Benefit expansion didn’t affect the relatively smaller disparities in preventable hospitalizations and ED visits between Hispanics and non-Hispanic white adults. The study didn’t examine disparities between white and Asian adults.
“Preventable hospitalizations and ED visits are important health metrics for assessing access to outpatient care. These include hospitalizations for diabetes or high blood pressure that are preventable with high-quality community level care,” said Sujoy Chakravarty, an associate research professor and health economist at the Rutgers Center for State Health Policy and a lead author of the study, published in Health Affairs. “The decline in disparities indicates that increased coverage through Medicaid expansion was an effective tool for providing valuable care to underserved communities.”
Starting in 2014, the Affordable Care Act allowed states (and encouraged them with subsidies) to expand Medicaid coverage to adults with income up to 138 percent of federal poverty thresholds.
The researchers utilized hospitalization data from 29 states and ED data from 26 states to understand the effects by comparing changes in disparities in states that expanded to states that didn’t expand eligibility.
The study population comprised adults ages 27 to 64. Family coverage mandates from 2010 cover younger people; Medicare covers older ones. The analysis controlled for age, sex and state variables such as median household income, poverty rate and community hospital beds per 1,000 residents.
In the five years after expansion became possible, Black-white disparities in preventable hospitalizations – as defined by Agency for Healthcare Research and Quality’s Prevention Quality Indicators – decreased more in expansion states than non-expansion states reflecting a 10.4 percent decrease in disparities associated with the Medicaid expansion.
In contrast, Black-white disparities in preventable ED visits rose in non-expansion states and to a lesser extent in expansion states which was not statistically significant - reflecting a 13.5 percent reduction in disparities associated with the Medicaid expansion.
The effects are significant in the context of the large disparities that existed before 2014. Rates of preventable hospitalizations and ED visits for non-Hispanic Black adults were 2.1 to 2.7 times those of non-Hispanic white adults in 2011–13.

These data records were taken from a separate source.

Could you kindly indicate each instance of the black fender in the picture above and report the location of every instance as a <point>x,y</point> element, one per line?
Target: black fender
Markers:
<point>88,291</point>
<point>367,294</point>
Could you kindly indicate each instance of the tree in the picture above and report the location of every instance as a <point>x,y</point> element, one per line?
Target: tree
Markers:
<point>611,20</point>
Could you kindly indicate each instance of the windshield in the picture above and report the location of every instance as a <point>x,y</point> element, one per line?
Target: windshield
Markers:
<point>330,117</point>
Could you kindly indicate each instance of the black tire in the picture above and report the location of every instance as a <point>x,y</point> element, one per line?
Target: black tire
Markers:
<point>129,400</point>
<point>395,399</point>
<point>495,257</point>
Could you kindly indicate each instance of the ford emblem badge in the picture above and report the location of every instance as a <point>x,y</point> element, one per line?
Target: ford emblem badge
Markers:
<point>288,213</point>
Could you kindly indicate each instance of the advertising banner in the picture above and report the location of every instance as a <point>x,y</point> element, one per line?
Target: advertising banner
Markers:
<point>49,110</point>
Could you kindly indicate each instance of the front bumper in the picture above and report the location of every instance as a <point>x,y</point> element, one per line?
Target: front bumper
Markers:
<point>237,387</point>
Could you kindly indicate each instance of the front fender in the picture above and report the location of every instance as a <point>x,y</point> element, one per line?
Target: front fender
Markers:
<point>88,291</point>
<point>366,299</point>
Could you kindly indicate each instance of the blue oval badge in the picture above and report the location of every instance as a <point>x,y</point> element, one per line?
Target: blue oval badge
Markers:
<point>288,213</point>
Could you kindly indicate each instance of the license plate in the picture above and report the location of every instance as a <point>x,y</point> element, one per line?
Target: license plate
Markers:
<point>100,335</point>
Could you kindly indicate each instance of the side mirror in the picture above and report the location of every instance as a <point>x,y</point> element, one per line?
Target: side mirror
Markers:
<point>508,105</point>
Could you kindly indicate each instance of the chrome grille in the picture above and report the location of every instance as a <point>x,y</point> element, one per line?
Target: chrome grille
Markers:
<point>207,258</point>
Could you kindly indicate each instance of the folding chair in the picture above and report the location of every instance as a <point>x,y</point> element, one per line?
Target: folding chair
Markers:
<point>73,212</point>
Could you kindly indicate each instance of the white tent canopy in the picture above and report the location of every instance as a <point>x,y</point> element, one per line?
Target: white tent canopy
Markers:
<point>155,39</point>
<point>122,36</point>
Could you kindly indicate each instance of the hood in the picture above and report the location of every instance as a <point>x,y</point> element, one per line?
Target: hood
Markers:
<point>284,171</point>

The study’s findings suggest that Medicaid expansion would improve access to care and address health gaps in the 11 states that have opted against Medicaid expansion. States with expanded eligibility will need to test new strategies for service delivery and financing, as many of them currently do.
“The federal government has established statutes for Medicaid programs, but states apply for waivers to innovate care by covering new services or populations,” said Chakravarty, who leads a team of researchers evaluating the effects of several such experiments in New Jersey. “State waivers may allow coverage of upstream services such as housing or transportation, and access to these social determinants of health are critical for ensuring health and equity.”